Review
Repair, C.K.Williams, Bloodaxe £7.95
C.K.Williams has an enviable reputation and it’s not hard to understand why. His poems, often though not always long-lined, poke and prod at their subjects and though they seem to start in the most ordinary ways they usually end by raising questions about human behaviour. After Auschwitz is almost mundane when it begins:
We’d wanted to make France
but by dusk we knew we wouldn’t,
in a Bavarian town
just off the autobahn,
we found a room, checked in,
and went to look around.
But by the end it has built up into a passionate debate about how the routines of everyday life can co-exist with memories of what happened at Auschwitz. But they do, of course, and the poet has to struggle to make sense of it all.

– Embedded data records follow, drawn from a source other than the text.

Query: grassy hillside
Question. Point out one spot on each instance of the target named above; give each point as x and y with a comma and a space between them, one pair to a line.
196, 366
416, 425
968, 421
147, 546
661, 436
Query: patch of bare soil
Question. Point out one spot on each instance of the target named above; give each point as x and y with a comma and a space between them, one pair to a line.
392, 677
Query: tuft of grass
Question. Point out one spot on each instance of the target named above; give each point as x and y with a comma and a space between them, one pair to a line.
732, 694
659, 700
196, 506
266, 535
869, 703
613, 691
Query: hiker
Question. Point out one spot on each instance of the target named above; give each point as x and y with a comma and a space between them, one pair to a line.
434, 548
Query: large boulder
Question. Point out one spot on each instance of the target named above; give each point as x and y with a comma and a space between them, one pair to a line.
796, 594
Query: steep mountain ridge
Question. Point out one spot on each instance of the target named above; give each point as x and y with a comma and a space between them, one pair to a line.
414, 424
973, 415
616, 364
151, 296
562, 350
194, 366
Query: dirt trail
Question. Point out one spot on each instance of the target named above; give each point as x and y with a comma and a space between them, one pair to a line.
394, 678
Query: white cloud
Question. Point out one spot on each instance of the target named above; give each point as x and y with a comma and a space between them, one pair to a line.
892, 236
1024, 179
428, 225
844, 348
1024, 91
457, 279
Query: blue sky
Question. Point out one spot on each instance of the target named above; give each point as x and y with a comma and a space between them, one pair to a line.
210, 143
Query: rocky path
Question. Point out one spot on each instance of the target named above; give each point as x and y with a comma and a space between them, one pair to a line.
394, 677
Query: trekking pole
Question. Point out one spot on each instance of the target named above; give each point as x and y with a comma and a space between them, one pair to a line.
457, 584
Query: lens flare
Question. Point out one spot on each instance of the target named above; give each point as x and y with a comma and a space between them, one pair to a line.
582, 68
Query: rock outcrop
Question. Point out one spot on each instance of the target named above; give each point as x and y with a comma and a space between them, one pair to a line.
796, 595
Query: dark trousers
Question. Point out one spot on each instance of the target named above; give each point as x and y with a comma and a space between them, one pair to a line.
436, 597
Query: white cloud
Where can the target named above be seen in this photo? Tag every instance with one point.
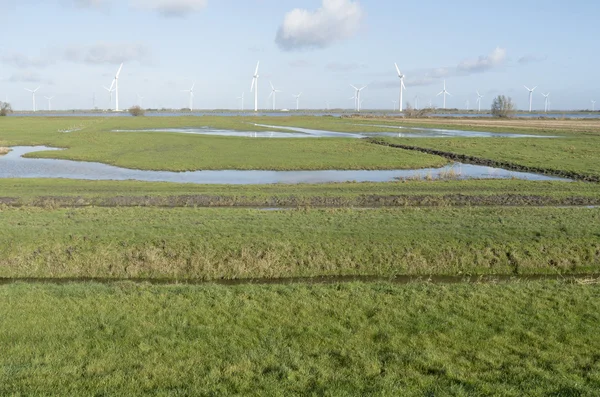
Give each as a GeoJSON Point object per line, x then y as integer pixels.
{"type": "Point", "coordinates": [531, 58]}
{"type": "Point", "coordinates": [345, 67]}
{"type": "Point", "coordinates": [171, 8]}
{"type": "Point", "coordinates": [484, 63]}
{"type": "Point", "coordinates": [107, 53]}
{"type": "Point", "coordinates": [335, 20]}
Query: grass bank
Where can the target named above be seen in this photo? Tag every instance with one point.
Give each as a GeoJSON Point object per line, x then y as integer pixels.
{"type": "Point", "coordinates": [515, 339]}
{"type": "Point", "coordinates": [61, 192]}
{"type": "Point", "coordinates": [188, 243]}
{"type": "Point", "coordinates": [577, 155]}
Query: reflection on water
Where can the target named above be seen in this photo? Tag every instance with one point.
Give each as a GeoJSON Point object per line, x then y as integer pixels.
{"type": "Point", "coordinates": [296, 132]}
{"type": "Point", "coordinates": [13, 165]}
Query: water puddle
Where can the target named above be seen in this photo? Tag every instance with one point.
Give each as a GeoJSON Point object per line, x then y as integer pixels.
{"type": "Point", "coordinates": [297, 132]}
{"type": "Point", "coordinates": [13, 165]}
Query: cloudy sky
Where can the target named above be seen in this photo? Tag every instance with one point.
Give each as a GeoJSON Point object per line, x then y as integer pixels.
{"type": "Point", "coordinates": [71, 48]}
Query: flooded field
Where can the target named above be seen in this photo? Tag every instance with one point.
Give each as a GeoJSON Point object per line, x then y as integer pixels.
{"type": "Point", "coordinates": [13, 165]}
{"type": "Point", "coordinates": [297, 132]}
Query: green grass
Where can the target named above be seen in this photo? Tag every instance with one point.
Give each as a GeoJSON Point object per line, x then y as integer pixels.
{"type": "Point", "coordinates": [50, 192]}
{"type": "Point", "coordinates": [516, 339]}
{"type": "Point", "coordinates": [188, 243]}
{"type": "Point", "coordinates": [185, 152]}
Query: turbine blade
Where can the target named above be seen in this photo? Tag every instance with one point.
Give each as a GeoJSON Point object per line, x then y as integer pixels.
{"type": "Point", "coordinates": [119, 71]}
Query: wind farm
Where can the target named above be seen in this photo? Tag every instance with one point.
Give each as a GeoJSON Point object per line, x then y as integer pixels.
{"type": "Point", "coordinates": [324, 198]}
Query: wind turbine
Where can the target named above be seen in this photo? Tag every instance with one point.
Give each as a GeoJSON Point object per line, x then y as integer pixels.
{"type": "Point", "coordinates": [191, 91]}
{"type": "Point", "coordinates": [546, 102]}
{"type": "Point", "coordinates": [110, 91]}
{"type": "Point", "coordinates": [242, 98]}
{"type": "Point", "coordinates": [479, 97]}
{"type": "Point", "coordinates": [116, 81]}
{"type": "Point", "coordinates": [445, 93]}
{"type": "Point", "coordinates": [49, 102]}
{"type": "Point", "coordinates": [402, 87]}
{"type": "Point", "coordinates": [530, 95]}
{"type": "Point", "coordinates": [33, 95]}
{"type": "Point", "coordinates": [254, 87]}
{"type": "Point", "coordinates": [273, 94]}
{"type": "Point", "coordinates": [357, 96]}
{"type": "Point", "coordinates": [297, 100]}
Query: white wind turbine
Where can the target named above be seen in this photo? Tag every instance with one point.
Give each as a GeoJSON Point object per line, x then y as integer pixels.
{"type": "Point", "coordinates": [546, 102]}
{"type": "Point", "coordinates": [445, 93]}
{"type": "Point", "coordinates": [297, 100]}
{"type": "Point", "coordinates": [49, 102]}
{"type": "Point", "coordinates": [273, 94]}
{"type": "Point", "coordinates": [479, 98]}
{"type": "Point", "coordinates": [191, 91]}
{"type": "Point", "coordinates": [254, 87]}
{"type": "Point", "coordinates": [33, 95]}
{"type": "Point", "coordinates": [110, 91]}
{"type": "Point", "coordinates": [402, 86]}
{"type": "Point", "coordinates": [242, 98]}
{"type": "Point", "coordinates": [530, 95]}
{"type": "Point", "coordinates": [357, 97]}
{"type": "Point", "coordinates": [116, 81]}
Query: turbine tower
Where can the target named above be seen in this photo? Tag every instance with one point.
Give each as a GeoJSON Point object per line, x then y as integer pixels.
{"type": "Point", "coordinates": [357, 97]}
{"type": "Point", "coordinates": [110, 91]}
{"type": "Point", "coordinates": [49, 102]}
{"type": "Point", "coordinates": [530, 95]}
{"type": "Point", "coordinates": [546, 102]}
{"type": "Point", "coordinates": [254, 87]}
{"type": "Point", "coordinates": [479, 97]}
{"type": "Point", "coordinates": [273, 94]}
{"type": "Point", "coordinates": [116, 81]}
{"type": "Point", "coordinates": [33, 95]}
{"type": "Point", "coordinates": [242, 98]}
{"type": "Point", "coordinates": [445, 93]}
{"type": "Point", "coordinates": [297, 100]}
{"type": "Point", "coordinates": [402, 87]}
{"type": "Point", "coordinates": [191, 91]}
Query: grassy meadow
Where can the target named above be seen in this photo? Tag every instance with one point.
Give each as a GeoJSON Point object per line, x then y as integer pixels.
{"type": "Point", "coordinates": [211, 244]}
{"type": "Point", "coordinates": [515, 339]}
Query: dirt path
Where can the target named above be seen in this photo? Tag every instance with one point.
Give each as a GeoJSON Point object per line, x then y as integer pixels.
{"type": "Point", "coordinates": [578, 125]}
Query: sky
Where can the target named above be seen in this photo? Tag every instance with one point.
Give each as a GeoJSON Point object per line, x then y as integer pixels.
{"type": "Point", "coordinates": [72, 48]}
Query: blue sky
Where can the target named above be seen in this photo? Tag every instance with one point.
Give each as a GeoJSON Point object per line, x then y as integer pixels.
{"type": "Point", "coordinates": [71, 48]}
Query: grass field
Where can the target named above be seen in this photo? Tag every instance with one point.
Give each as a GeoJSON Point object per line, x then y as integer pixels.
{"type": "Point", "coordinates": [515, 339]}
{"type": "Point", "coordinates": [61, 192]}
{"type": "Point", "coordinates": [188, 243]}
{"type": "Point", "coordinates": [185, 152]}
{"type": "Point", "coordinates": [576, 149]}
{"type": "Point", "coordinates": [511, 338]}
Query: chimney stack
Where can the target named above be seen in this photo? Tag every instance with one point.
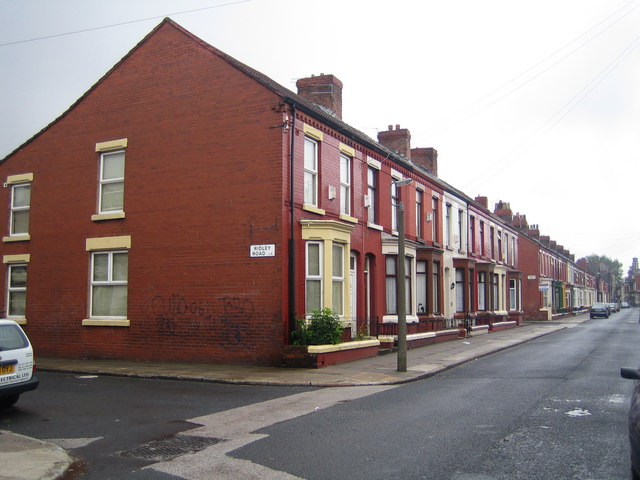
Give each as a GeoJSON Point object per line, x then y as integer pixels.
{"type": "Point", "coordinates": [484, 201]}
{"type": "Point", "coordinates": [503, 210]}
{"type": "Point", "coordinates": [325, 90]}
{"type": "Point", "coordinates": [398, 140]}
{"type": "Point", "coordinates": [426, 158]}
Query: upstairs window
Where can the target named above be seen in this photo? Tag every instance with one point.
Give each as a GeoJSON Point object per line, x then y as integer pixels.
{"type": "Point", "coordinates": [310, 172]}
{"type": "Point", "coordinates": [419, 213]}
{"type": "Point", "coordinates": [20, 206]}
{"type": "Point", "coordinates": [434, 219]}
{"type": "Point", "coordinates": [337, 279]}
{"type": "Point", "coordinates": [111, 196]}
{"type": "Point", "coordinates": [345, 185]}
{"type": "Point", "coordinates": [395, 206]}
{"type": "Point", "coordinates": [109, 280]}
{"type": "Point", "coordinates": [372, 185]}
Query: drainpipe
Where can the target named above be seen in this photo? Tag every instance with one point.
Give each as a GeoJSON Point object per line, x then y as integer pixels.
{"type": "Point", "coordinates": [292, 241]}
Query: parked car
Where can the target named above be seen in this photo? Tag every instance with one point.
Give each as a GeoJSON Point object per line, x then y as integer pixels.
{"type": "Point", "coordinates": [17, 363]}
{"type": "Point", "coordinates": [599, 310]}
{"type": "Point", "coordinates": [634, 420]}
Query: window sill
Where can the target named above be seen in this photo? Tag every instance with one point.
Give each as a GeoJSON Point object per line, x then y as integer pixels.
{"type": "Point", "coordinates": [313, 208]}
{"type": "Point", "coordinates": [107, 216]}
{"type": "Point", "coordinates": [348, 218]}
{"type": "Point", "coordinates": [17, 238]}
{"type": "Point", "coordinates": [18, 320]}
{"type": "Point", "coordinates": [410, 318]}
{"type": "Point", "coordinates": [94, 322]}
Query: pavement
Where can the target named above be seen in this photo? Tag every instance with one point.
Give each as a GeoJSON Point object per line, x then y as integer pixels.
{"type": "Point", "coordinates": [24, 458]}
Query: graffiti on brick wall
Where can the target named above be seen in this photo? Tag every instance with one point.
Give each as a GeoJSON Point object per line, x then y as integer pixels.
{"type": "Point", "coordinates": [227, 319]}
{"type": "Point", "coordinates": [169, 312]}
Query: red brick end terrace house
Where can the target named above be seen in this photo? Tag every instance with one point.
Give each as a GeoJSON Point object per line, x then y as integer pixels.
{"type": "Point", "coordinates": [188, 208]}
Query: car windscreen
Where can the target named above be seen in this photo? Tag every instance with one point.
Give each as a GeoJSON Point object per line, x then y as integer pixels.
{"type": "Point", "coordinates": [12, 338]}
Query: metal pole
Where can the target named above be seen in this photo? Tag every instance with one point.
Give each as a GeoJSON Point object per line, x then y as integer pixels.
{"type": "Point", "coordinates": [402, 295]}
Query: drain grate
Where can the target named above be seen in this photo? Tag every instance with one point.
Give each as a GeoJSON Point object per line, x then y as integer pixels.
{"type": "Point", "coordinates": [170, 448]}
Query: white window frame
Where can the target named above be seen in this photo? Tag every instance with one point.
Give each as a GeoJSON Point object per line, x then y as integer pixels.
{"type": "Point", "coordinates": [314, 277]}
{"type": "Point", "coordinates": [345, 184]}
{"type": "Point", "coordinates": [447, 225]}
{"type": "Point", "coordinates": [513, 297]}
{"type": "Point", "coordinates": [11, 289]}
{"type": "Point", "coordinates": [337, 278]}
{"type": "Point", "coordinates": [460, 306]}
{"type": "Point", "coordinates": [372, 190]}
{"type": "Point", "coordinates": [311, 173]}
{"type": "Point", "coordinates": [395, 206]}
{"type": "Point", "coordinates": [482, 291]}
{"type": "Point", "coordinates": [17, 209]}
{"type": "Point", "coordinates": [109, 282]}
{"type": "Point", "coordinates": [104, 182]}
{"type": "Point", "coordinates": [419, 213]}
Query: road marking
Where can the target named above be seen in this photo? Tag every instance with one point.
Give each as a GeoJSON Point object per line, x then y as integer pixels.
{"type": "Point", "coordinates": [235, 426]}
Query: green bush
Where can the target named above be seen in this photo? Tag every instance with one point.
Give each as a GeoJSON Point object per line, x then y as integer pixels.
{"type": "Point", "coordinates": [323, 328]}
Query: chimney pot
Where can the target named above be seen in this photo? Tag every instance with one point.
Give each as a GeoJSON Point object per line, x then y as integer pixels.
{"type": "Point", "coordinates": [325, 90]}
{"type": "Point", "coordinates": [398, 139]}
{"type": "Point", "coordinates": [427, 158]}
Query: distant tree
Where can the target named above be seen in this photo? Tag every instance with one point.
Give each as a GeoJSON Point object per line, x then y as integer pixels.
{"type": "Point", "coordinates": [613, 266]}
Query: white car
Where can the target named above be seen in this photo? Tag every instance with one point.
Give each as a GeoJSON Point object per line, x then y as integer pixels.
{"type": "Point", "coordinates": [17, 363]}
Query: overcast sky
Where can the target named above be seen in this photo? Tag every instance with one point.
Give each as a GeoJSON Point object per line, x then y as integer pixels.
{"type": "Point", "coordinates": [536, 103]}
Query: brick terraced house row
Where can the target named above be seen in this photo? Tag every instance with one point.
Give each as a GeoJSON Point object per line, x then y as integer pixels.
{"type": "Point", "coordinates": [189, 208]}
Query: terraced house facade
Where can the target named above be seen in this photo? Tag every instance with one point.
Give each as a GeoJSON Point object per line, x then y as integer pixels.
{"type": "Point", "coordinates": [189, 208]}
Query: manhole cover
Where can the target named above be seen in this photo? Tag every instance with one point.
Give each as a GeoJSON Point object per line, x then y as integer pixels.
{"type": "Point", "coordinates": [170, 448]}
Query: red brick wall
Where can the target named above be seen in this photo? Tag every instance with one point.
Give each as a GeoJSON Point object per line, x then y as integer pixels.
{"type": "Point", "coordinates": [198, 193]}
{"type": "Point", "coordinates": [528, 265]}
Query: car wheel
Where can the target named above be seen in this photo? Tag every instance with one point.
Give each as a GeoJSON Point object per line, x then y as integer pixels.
{"type": "Point", "coordinates": [6, 402]}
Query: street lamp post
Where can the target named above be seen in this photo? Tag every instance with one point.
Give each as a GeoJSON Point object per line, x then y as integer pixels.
{"type": "Point", "coordinates": [402, 294]}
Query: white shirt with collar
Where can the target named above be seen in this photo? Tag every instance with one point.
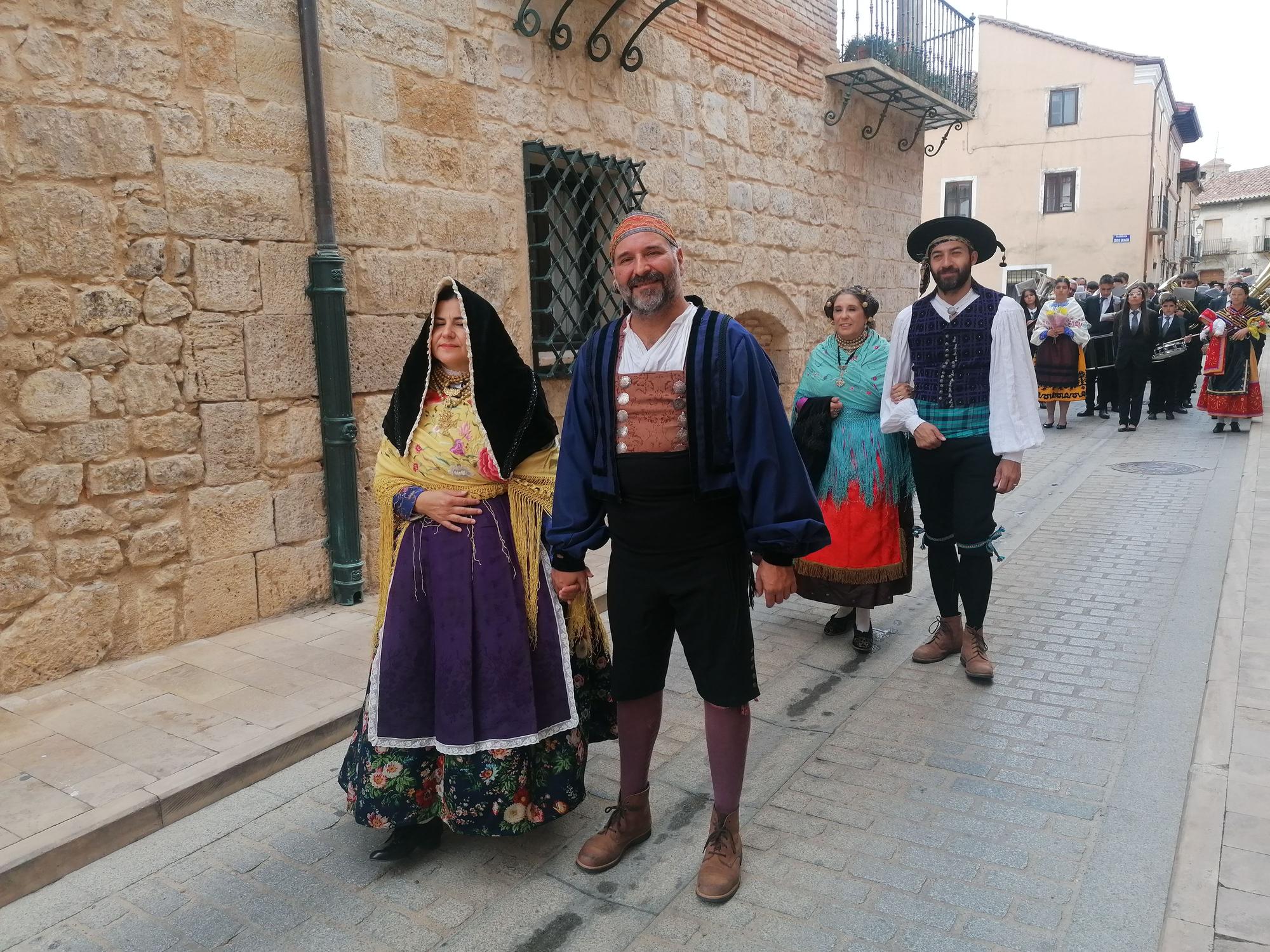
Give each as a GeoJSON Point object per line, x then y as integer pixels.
{"type": "Point", "coordinates": [1014, 423]}
{"type": "Point", "coordinates": [670, 352]}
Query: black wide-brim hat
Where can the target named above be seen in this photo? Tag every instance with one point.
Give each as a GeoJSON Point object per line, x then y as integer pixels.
{"type": "Point", "coordinates": [982, 238]}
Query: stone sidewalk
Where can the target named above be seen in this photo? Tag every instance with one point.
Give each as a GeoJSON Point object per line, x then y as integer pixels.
{"type": "Point", "coordinates": [887, 805]}
{"type": "Point", "coordinates": [1220, 901]}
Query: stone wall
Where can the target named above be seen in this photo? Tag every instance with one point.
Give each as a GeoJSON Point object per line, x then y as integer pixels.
{"type": "Point", "coordinates": [159, 442]}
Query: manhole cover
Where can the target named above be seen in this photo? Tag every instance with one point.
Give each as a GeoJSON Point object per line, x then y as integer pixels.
{"type": "Point", "coordinates": [1154, 468]}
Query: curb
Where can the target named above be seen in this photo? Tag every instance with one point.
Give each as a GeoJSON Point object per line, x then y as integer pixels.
{"type": "Point", "coordinates": [74, 843]}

Williams varies his subjects, just as he varies his lines, and he has a poem in which a lady, bending over a magazine table in a waiting-room, lets loose a little fart, which makes him think of his dog jumping when it’s startled by a car backfiring, which takes him back to a horse bucking and farting when it was mounted. And so on. There’s another, shorter-lined poem, which tells how the poet’s grandmother washed his mouth out with soap when he used a word she didn’t like. I found this particular poem one of the most satisfying in the book, and it started a slight nagging in my mind about how and why Williams uses long lines in many of his poems. I began to wonder if they were really necessary and whether or not the ideas expressed could just as easily have been dealt with in a different way. Two of the longest poems, King and The Poet, though both very readable, could have worked just as well as prose statements. But perhaps the line between poetry and prose is growing fainter all the time and it really doesn’t matter, provided there’s some rhythmic value in the words? And Williams does have rhythm. He’s a good poet to read and his poems say something worth listening to.